06-27-2024, 06:21 PM
(06-21-2024, 08:02 PM)Maxmars Wrote: Apparently the idea that the people of Rapa Nui over stressed their environment, leading to population collapse and the demise of their culture... may have been wrong.
It seems that new evidence doesn't paint the same picture.
Apparently when the idea was launched as a theory, most were quick to accept that a population of some 4,000 couldn't possibly have been able to survive on the island...
Except satellite imagery analysis may show that they may have been better at adapting than we gave them credit for. After all, they had managed to live on the island for many generations while maintaining a balance with their environment.
I wonder at the reason why this narrative was "popularized" in the first place... What might have happened there? No speculation... just an honest question....
The narrative dates back to Thor Heyerdahl, who wrote about Easter Island and fired public imagination. Everybody loves a good mystery, and there was plenty there to fuel it.
Anthropologists and geologists and botanists and many others leaped to investigate (because academics love a good mystery.) Books were written (that sold).
With the rise of the Internet, psychics and travelers and alternative history theorists tackled it as well, and thanks to the quirky values of the Internet, many of their ideas gained traction.
Scientists are limited by tools and data (for example, Alchemists didn't have the tools to create an atom bomb in the 1700's). Theorists aren't so limited.
Religion is the only field where someone expects to make a "find" and that answer, once and for all, is correct. "It's in the Bible/Koran/Torah/Vedas" is enough.
Science, on the other hand, is a series of steps and missteps based on the available data. The public finds it frustrating because they want an answer... one answer. But tools limit what we can know (which is why advances require new discoveries and new tools) and that means science changes as we find better evidence and answers.
And local/native legends can guide but aren't exactly the truthful narratives that people sometimes think they are. Part of the "resource war" comes from some of the legends and beliefs of the locals.
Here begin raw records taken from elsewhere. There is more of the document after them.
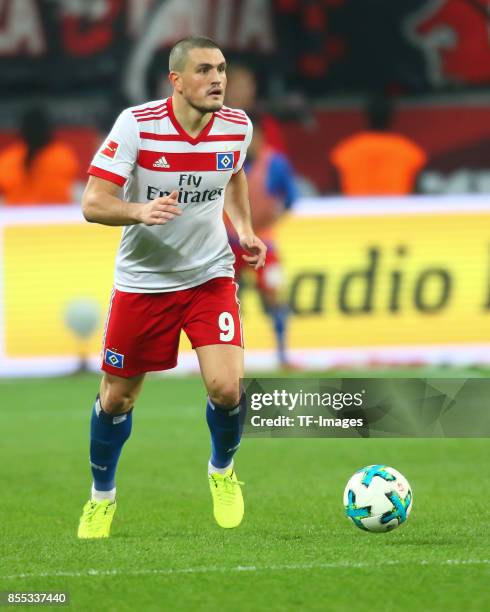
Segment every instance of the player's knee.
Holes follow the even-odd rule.
[[[132,393],[122,391],[112,386],[100,390],[100,403],[108,414],[123,414],[133,407],[135,398]]]
[[[209,399],[213,404],[233,408],[240,401],[239,380],[215,380],[209,389]]]

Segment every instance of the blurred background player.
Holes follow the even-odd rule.
[[[267,245],[266,267],[255,274],[255,286],[263,307],[270,317],[276,337],[277,356],[282,367],[290,367],[286,353],[286,324],[288,306],[283,298],[284,274],[279,253],[274,243],[274,225],[289,210],[297,198],[294,174],[287,157],[265,141],[259,119],[252,117],[254,132],[244,168],[247,174],[252,221],[257,235]],[[235,278],[249,270],[242,255],[238,236],[227,222],[228,238],[235,255]]]
[[[0,152],[0,195],[8,206],[71,204],[79,166],[46,110],[32,106],[21,117],[18,140]]]
[[[427,161],[425,151],[391,129],[393,103],[373,98],[366,108],[368,127],[340,141],[330,153],[344,195],[405,195],[415,191]]]
[[[286,151],[279,121],[266,112],[257,99],[258,86],[253,71],[243,64],[232,64],[227,68],[227,77],[226,103],[232,108],[242,108],[247,114],[254,115],[260,120],[264,142],[276,151]]]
This isn't entirely new-new data. There's been suggestions all along that the picture might be incomplete or even wrong (questions about results) -- but the public doesn't see this. They just see Big Announcements. So when science changes it looks like something abrupt and there's a sudden round of "can't trust scientists!" "Science is unreliable!" "Why do we listen to those fools?" in the public forum instead of "now we see the picture more clearly."
Among academics, it's "Aha! New stuff! Better data!"
And thus we're seen as out of touch and even as foolish.